End-to-end data turnover: slides and notes

Eugene Pilyankevich
2 min readDec 9, 2016

At Cossack Labs, one of the main things we’re interested in is building data protection tooling, which is resistant to infrastructure breaches. Previously, I’ve outlined our vision in a talk Everything will be broken, given at Security BSides 2016: it is only a question of time, when your infrastructure is going to let intruders in.

But what should we do about it?

We can do quite a lot, after painful realization that real trust model is that there is no “secure trusted infrastructure”, only strength of disparate components and their links.

Such trust model gives ground for ‘zero knowledge software’:

Zero knowledge software is software, that operates with client data without having unencrypted access to it.

This talk reviews common ZKS strategies in three domains — data in motion, data in process and data at rest. ZKS itself is not a hard goal to achieve — yet, achieving decent level of usability and functionality on top of zero-knowledge data turnover is a challenge that is yet only starting to interest people around data security.


Our contribution to this global effort is Hermes, our framework for managing database-stored chunks of data with rights managed cryptographically. Imagine that you can map your traditional CRUD grant rights to every user represented by cryptographic key, and add up various backend and frontend-specific use-cases on top. Cryptographically, with proven encryption methodology and extremely paranoid threat model.
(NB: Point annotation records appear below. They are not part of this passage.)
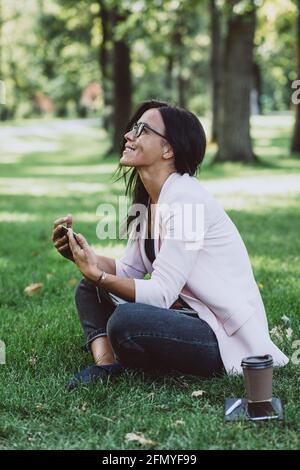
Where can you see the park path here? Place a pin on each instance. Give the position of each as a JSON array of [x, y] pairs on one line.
[[42, 135]]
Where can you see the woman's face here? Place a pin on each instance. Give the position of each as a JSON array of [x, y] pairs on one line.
[[147, 149]]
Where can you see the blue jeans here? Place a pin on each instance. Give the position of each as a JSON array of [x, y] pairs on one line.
[[149, 338]]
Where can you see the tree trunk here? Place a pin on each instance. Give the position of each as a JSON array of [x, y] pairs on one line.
[[296, 138], [234, 142], [104, 15], [122, 89], [216, 67]]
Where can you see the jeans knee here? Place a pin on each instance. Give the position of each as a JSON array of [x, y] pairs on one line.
[[82, 287], [120, 322]]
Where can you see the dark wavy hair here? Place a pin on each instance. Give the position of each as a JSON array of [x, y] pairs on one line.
[[185, 134]]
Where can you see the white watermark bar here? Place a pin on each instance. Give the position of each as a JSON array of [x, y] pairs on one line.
[[2, 92], [183, 222], [2, 352], [296, 94]]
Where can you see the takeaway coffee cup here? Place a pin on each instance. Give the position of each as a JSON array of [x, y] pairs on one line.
[[258, 375]]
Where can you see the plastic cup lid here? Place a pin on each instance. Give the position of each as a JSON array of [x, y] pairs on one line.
[[257, 362]]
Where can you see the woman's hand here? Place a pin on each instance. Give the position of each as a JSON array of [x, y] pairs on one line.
[[62, 243], [84, 257]]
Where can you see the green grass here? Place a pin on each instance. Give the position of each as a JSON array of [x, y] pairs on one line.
[[42, 332]]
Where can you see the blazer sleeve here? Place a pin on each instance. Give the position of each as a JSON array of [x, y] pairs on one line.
[[174, 262], [131, 264]]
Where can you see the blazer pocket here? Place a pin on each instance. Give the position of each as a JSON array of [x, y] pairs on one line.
[[235, 322]]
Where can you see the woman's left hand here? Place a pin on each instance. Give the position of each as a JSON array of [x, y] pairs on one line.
[[84, 257]]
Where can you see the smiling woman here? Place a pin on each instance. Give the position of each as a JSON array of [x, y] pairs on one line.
[[201, 311]]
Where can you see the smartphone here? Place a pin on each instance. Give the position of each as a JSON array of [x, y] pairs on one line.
[[261, 410], [64, 231]]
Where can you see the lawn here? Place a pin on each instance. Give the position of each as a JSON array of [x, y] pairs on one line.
[[50, 168]]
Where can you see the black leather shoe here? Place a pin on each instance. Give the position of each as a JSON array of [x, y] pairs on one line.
[[93, 373]]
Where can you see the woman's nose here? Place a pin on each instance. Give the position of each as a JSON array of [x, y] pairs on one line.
[[129, 135]]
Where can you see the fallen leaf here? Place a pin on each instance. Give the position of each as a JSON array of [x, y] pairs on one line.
[[83, 406], [33, 360], [198, 393], [139, 437], [33, 288], [289, 333], [178, 422], [72, 282], [285, 319]]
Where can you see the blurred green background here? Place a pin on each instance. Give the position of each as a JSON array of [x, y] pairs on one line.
[[224, 60], [74, 71]]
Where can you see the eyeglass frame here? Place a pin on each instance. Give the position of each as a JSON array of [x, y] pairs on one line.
[[143, 125]]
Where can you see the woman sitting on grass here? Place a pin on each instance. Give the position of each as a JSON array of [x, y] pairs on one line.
[[201, 312]]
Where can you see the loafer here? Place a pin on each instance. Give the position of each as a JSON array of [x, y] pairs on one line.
[[94, 373]]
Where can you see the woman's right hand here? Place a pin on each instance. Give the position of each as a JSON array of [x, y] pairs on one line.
[[62, 243]]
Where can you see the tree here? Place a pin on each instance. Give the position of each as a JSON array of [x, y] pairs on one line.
[[234, 142], [296, 138], [216, 65]]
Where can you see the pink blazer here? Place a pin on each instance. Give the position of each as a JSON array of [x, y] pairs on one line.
[[213, 275]]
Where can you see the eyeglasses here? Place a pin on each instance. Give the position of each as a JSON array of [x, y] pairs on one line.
[[138, 128]]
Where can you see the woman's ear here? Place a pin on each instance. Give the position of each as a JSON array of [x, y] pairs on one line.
[[167, 150]]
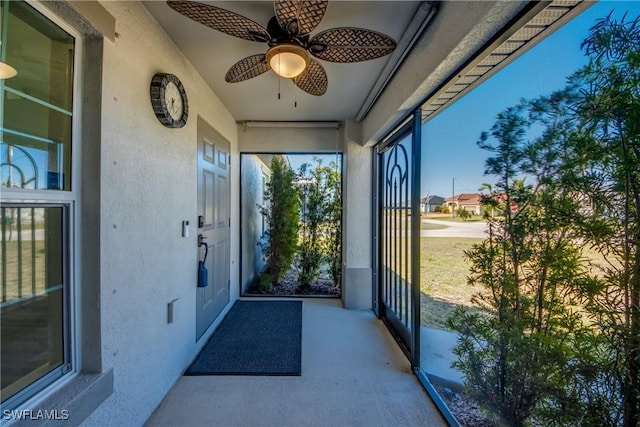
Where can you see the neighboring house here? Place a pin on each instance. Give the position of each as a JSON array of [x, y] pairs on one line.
[[129, 186], [470, 202], [431, 203]]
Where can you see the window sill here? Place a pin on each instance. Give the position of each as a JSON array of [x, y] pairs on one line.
[[75, 401]]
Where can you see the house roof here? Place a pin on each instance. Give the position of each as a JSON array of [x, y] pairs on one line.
[[466, 198]]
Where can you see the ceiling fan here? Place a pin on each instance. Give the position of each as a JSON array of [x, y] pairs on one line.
[[290, 43]]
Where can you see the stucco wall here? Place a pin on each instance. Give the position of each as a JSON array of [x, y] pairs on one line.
[[148, 187], [357, 219], [252, 171]]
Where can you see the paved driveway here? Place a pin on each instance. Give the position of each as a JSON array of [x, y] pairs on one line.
[[455, 229]]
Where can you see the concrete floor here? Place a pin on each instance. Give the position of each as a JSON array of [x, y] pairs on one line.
[[353, 374]]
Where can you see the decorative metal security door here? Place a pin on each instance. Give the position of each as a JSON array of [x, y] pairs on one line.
[[399, 236]]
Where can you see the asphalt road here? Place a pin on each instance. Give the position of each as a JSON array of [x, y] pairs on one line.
[[456, 229]]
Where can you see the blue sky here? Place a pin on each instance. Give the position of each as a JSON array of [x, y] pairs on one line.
[[449, 147]]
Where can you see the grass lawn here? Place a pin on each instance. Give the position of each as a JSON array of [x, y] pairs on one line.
[[428, 226], [443, 272]]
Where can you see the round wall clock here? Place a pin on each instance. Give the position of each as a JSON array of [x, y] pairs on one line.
[[169, 100]]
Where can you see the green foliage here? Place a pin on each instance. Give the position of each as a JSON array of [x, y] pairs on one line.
[[607, 173], [514, 354], [531, 352], [321, 217], [282, 213], [312, 210], [332, 243]]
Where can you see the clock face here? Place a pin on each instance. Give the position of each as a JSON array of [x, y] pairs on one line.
[[169, 100], [173, 101]]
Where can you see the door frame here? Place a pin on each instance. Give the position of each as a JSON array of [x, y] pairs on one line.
[[409, 340], [206, 131]]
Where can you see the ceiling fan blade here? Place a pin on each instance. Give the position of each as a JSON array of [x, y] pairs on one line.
[[247, 68], [313, 80], [299, 17], [221, 20], [351, 45]]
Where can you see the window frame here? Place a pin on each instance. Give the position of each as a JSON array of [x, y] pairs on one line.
[[70, 200]]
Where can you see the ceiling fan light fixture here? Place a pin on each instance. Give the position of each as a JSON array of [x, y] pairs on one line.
[[288, 60]]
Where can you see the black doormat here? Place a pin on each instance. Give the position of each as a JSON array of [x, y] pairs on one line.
[[255, 338]]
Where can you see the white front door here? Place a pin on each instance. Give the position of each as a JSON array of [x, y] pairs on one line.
[[213, 224]]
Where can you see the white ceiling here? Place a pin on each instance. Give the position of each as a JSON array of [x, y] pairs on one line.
[[212, 53]]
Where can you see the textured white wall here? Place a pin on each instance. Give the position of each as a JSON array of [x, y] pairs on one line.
[[357, 219], [289, 140], [148, 188]]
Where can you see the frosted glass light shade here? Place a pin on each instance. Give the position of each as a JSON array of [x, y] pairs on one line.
[[288, 60]]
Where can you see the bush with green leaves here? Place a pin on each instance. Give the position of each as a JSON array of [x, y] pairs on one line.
[[513, 353], [282, 213], [320, 222], [559, 337]]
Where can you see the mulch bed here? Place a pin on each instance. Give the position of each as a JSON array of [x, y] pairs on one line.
[[289, 286], [464, 409]]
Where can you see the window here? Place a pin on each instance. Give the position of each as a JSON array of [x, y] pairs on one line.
[[36, 131]]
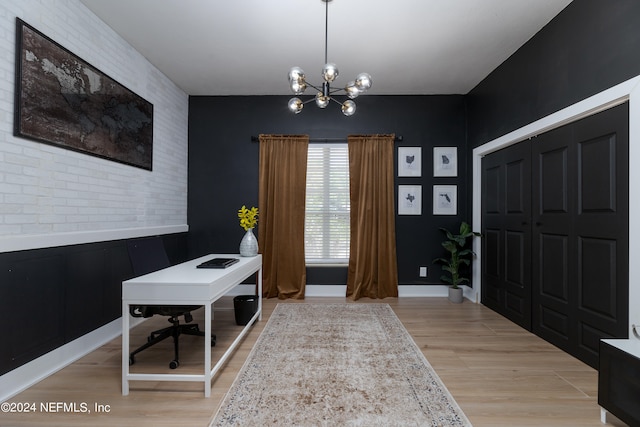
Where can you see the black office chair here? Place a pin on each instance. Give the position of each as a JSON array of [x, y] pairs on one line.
[[148, 255]]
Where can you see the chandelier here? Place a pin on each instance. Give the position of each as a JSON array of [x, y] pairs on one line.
[[324, 95]]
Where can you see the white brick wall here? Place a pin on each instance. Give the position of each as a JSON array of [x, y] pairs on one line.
[[51, 196]]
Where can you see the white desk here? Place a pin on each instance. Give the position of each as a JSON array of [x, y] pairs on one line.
[[184, 284]]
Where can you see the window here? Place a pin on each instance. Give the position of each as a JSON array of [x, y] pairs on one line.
[[326, 232]]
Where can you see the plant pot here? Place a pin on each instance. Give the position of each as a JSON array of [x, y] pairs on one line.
[[249, 244], [456, 295]]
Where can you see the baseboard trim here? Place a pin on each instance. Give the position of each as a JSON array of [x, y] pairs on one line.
[[31, 373]]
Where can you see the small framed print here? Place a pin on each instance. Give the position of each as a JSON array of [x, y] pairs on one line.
[[409, 200], [445, 200], [409, 161], [445, 161]]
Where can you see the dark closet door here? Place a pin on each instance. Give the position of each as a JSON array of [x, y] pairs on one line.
[[506, 230], [581, 222], [555, 224], [555, 262]]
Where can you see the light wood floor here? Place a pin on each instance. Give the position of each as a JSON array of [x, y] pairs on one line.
[[500, 374]]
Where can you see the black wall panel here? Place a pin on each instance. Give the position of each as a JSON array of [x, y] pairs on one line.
[[51, 296], [223, 166], [590, 46]]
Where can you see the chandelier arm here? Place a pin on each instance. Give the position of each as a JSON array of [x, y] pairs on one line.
[[319, 89], [326, 29], [337, 90]]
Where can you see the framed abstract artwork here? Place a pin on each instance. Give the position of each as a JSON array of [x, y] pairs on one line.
[[409, 161], [64, 101], [445, 161], [409, 200], [445, 200]]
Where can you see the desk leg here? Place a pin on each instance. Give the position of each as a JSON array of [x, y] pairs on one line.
[[260, 292], [125, 348], [207, 349]]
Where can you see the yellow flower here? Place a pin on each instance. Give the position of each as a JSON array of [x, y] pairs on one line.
[[248, 217]]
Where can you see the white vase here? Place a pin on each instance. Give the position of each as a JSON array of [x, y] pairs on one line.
[[249, 244]]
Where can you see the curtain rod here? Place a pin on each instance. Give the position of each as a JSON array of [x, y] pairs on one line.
[[398, 138]]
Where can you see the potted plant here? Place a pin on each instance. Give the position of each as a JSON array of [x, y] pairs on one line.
[[459, 254]]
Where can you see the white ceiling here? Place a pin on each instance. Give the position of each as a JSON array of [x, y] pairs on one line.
[[246, 47]]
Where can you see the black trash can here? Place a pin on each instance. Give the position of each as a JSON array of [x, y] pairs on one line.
[[245, 306]]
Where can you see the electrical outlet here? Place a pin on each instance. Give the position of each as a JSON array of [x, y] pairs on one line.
[[423, 271]]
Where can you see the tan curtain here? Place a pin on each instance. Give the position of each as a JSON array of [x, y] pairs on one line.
[[373, 270], [283, 180]]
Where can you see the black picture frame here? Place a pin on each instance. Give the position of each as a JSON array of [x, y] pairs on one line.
[[62, 100]]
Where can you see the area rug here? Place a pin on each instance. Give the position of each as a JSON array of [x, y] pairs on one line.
[[337, 364]]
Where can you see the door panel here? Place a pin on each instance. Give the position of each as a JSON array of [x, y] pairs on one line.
[[555, 221], [506, 231]]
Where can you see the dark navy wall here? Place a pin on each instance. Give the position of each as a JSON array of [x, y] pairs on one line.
[[590, 46], [223, 166]]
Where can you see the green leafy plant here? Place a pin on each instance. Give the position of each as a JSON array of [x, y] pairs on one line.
[[459, 254]]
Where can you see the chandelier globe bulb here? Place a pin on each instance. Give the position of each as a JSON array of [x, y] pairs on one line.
[[348, 108], [321, 100], [295, 105], [363, 82]]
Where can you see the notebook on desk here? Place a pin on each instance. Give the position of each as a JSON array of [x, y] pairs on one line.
[[218, 263]]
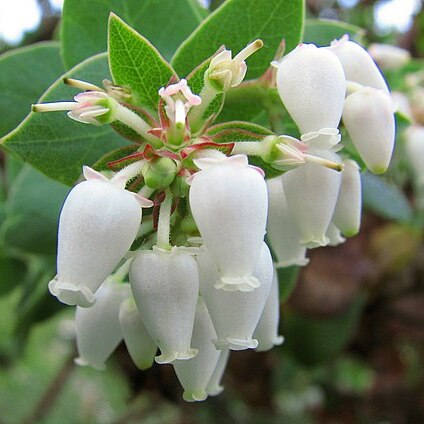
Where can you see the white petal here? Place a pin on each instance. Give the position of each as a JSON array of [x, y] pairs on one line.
[[266, 331], [194, 374], [312, 86], [214, 387], [347, 214], [140, 345], [282, 232], [165, 288], [369, 120], [97, 328], [229, 205], [311, 191], [97, 226], [235, 314]]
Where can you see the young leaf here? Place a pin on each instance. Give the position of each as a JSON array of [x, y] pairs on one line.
[[25, 74], [135, 63], [323, 31], [32, 212], [55, 144], [238, 22], [166, 23]]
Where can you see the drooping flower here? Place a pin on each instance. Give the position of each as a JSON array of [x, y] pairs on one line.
[[195, 373], [236, 314], [266, 332], [98, 331], [371, 128], [358, 65], [347, 214], [311, 191], [312, 86], [98, 223], [140, 345], [165, 286], [228, 199], [282, 232]]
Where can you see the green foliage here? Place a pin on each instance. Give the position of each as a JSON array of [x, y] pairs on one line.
[[385, 199], [135, 63], [233, 25], [32, 211], [24, 75], [323, 31], [55, 144], [166, 23]]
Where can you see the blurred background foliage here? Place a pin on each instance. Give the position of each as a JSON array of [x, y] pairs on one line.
[[353, 319]]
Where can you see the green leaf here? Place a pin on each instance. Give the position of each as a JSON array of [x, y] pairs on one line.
[[323, 31], [166, 23], [55, 144], [24, 75], [238, 22], [32, 212], [385, 199], [135, 63]]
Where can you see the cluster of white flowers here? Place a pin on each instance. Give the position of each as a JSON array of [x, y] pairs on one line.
[[197, 300]]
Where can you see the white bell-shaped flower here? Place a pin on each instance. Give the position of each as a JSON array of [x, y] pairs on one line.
[[235, 315], [214, 387], [282, 232], [369, 119], [347, 214], [358, 64], [312, 86], [195, 373], [266, 331], [140, 345], [165, 286], [98, 223], [311, 191], [98, 331], [229, 201]]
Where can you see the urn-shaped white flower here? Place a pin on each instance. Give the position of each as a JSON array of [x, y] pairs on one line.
[[235, 315], [282, 232], [357, 64], [266, 332], [195, 373], [312, 86], [214, 387], [312, 192], [371, 128], [229, 200], [347, 214], [140, 345], [165, 286], [98, 223], [97, 328]]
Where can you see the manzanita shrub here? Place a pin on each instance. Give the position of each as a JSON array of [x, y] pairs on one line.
[[199, 172]]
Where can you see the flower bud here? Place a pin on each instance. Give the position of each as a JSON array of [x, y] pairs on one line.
[[311, 191], [98, 223], [312, 86], [195, 373], [266, 331], [214, 387], [97, 328], [347, 214], [282, 232], [369, 120], [140, 345], [165, 286], [228, 199], [236, 314], [357, 64]]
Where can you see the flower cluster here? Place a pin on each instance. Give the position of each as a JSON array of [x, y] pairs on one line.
[[192, 276]]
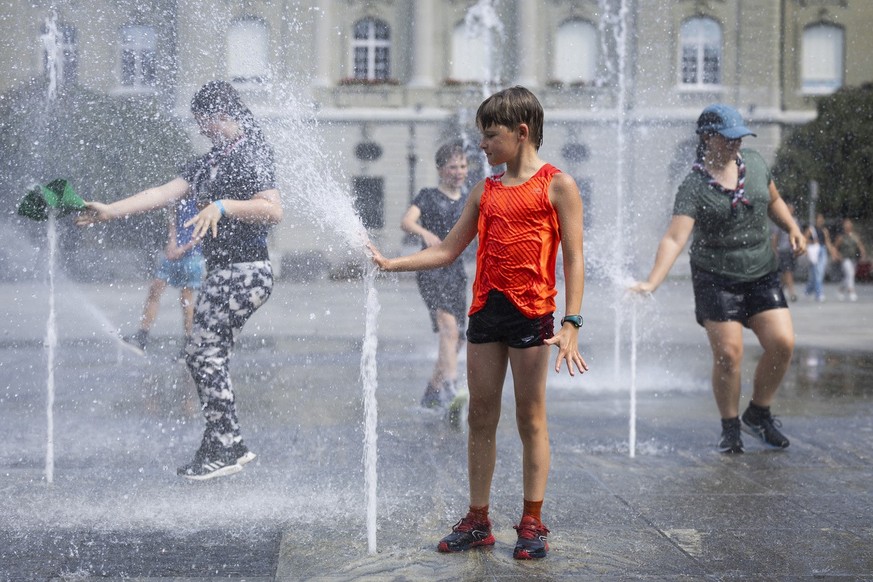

Hermes is one of core building blocks of zero knowledge software solutions we’re working on at Cossack Labs. This talk explains core methodology (it’s extremely simple) and some use-case considerations.

For the audience of UISGCon 12 I’ve provided a link to subscribe for the first closed round of alpha testers of Hermes, which is due pretty soon. Readers of this blog are highly encourageв to do the same, as we’re about to unfold the early PoC version with methodological paper.

Seems like the future? So are today’s threats

I believe ZKS is a next step in evolving security systems, where data owners retain control on everything. Maintenance, compaction, and other ‘system functionality’ in all use cases is achievable in ZKS threat model, so it should be pursued: no other threat model stands against today’s risk.